Banyak orang bilang, hidup sekarang makin chaos. Bangun tidur langsung buka HP, sorenya pulang kerja atau sekolah dengan pikiran penuh beban. Tapi coba deh ambil waktu sebentar buat duduk tenang dan baca Al-Ma'tsurat. Nggak sampai 15 menit, tapi efeknya luar biasa. Hati lebih tenang, pikiran lebih jernih, dan yang paling penting, ada rasa terlindungi.
Karena isi dari Al-Ma'tsurat bukan sembarang kata. Ada ayat-ayat Al-Qur'an, doa-doa dari Rasulullah, dan dzikir yang memang diajarkan sebagai benteng diri. Misalnya ayat Kursi, tiga surat terakhir Al-Qur'an (Al-Ikhlas, Al-Falaq, dan An-Naas), dan berbagai doa perlindungan dari hal-hal buruk. Kebayang kan, kalau itu semua dibaca rutin pagi dan petang, seperti membangun tameng spiritual setiap hari?
Ada satu hal menarik dari pengalaman membaca Al-Ma'tsurat sejak di pondok. Semakin rutin membacanya, semakin terasa "beda" harinya.
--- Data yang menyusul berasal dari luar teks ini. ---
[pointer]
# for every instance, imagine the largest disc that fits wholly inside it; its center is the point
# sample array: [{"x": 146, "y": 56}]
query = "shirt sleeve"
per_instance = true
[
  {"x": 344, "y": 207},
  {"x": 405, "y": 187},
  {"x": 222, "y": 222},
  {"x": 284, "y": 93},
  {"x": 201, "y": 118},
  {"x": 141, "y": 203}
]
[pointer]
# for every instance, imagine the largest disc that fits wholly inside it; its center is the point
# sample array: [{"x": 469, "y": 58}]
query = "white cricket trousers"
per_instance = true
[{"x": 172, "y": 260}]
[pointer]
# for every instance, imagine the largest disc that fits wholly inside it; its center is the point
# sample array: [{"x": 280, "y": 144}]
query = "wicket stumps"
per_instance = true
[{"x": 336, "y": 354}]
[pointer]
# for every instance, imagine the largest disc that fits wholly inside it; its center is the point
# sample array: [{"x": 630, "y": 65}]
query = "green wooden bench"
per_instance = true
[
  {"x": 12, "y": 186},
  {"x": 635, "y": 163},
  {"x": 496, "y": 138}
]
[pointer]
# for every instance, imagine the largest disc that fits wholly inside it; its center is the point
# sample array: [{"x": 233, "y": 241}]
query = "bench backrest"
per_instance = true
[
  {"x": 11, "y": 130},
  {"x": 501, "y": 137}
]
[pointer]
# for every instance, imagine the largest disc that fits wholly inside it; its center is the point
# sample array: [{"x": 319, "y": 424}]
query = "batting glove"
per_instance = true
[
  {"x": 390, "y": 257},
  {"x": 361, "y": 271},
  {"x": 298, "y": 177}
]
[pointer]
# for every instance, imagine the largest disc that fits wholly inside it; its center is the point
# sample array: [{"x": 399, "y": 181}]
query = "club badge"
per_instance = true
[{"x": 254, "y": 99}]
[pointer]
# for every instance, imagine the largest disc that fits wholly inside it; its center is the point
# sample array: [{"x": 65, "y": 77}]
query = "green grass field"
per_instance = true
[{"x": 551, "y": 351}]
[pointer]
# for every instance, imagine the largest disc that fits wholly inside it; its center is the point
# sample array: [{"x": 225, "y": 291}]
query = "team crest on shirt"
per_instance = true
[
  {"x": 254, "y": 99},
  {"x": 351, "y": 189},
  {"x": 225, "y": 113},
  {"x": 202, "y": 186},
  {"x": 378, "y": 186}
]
Saat lagi rajin, biasanya suasana hati lebih stabil, lebih sabar menghadapi hal-hal kecil yang menyebalkan. Tapi kalau lagi lalai, kadang lebih gampang kesal, lebih cepat gelisah. Dari situ sadar, ternyata dzikir itu bukan cuma urusan pahala, tapi benar-benar berpengaruh ke keseharian.
Yang menarik lagi, Al-Ma'tsurat nggak ribet. Formatnya sudah disusun rapi. Ada versi kubra (lengkap) dan sughra (ringkas). Jadi bisa menyesuaikan dengan kondisi dan waktu. Misalnya pas pagi buru-buru, versi sughra bisa jadi pilihan. Tapi kalau lagi santai, bisa baca versi lengkap sambil merenung dan menikmati maknanya.
Banyak juga teman-teman yang awalnya nggak terlalu kenal sama Al-Ma'tsurat, tapi setelah coba rutin baca, malah keterusan. Beberapa bilang merasa lebih fokus dalam menjalani hari. Ada juga yang bilang lebih kuat menghadapi rasa takut atau cemas, terutama di masa-masa sulit. Dan memang, doa-doa dalam Al-Ma'tsurat sangat relevan untuk zaman sekarang. Di tengah dunia yang penuh ketidakpastian, punya "pegangan" spiritual seperti ini adalah berkah yang nggak bisa dianggap remeh.
Meskipun sekarang hidup sudah jauh dari suasana pondok, kebiasaan membaca Al-Ma'tsurat tetap terjaga. Kadang bacanya sambil duduk di teras rumah, kadang sambil nunggu waktu berangkat kerja. Yang penting tetap dibaca, karena sudah terbukti jadi semacam vitamin harian buat jiwa. Rasanya seperti ada yang menjaga, ada yang menguatkan.
Ada satu hal yang bikin Al-Ma'tsurat terasa lebih dari sekadar dzikir. Karena setiap kali membaca, terasa seperti sedang menyambung doa dengan masa lalu---masa di pondok, masa ketika hati lebih sederhana dan waktu terasa lebih lambat. Sekarang, meski zaman berubah, dzikir ini tetap sama. Tetap mengalirkan rasa damai yang khas.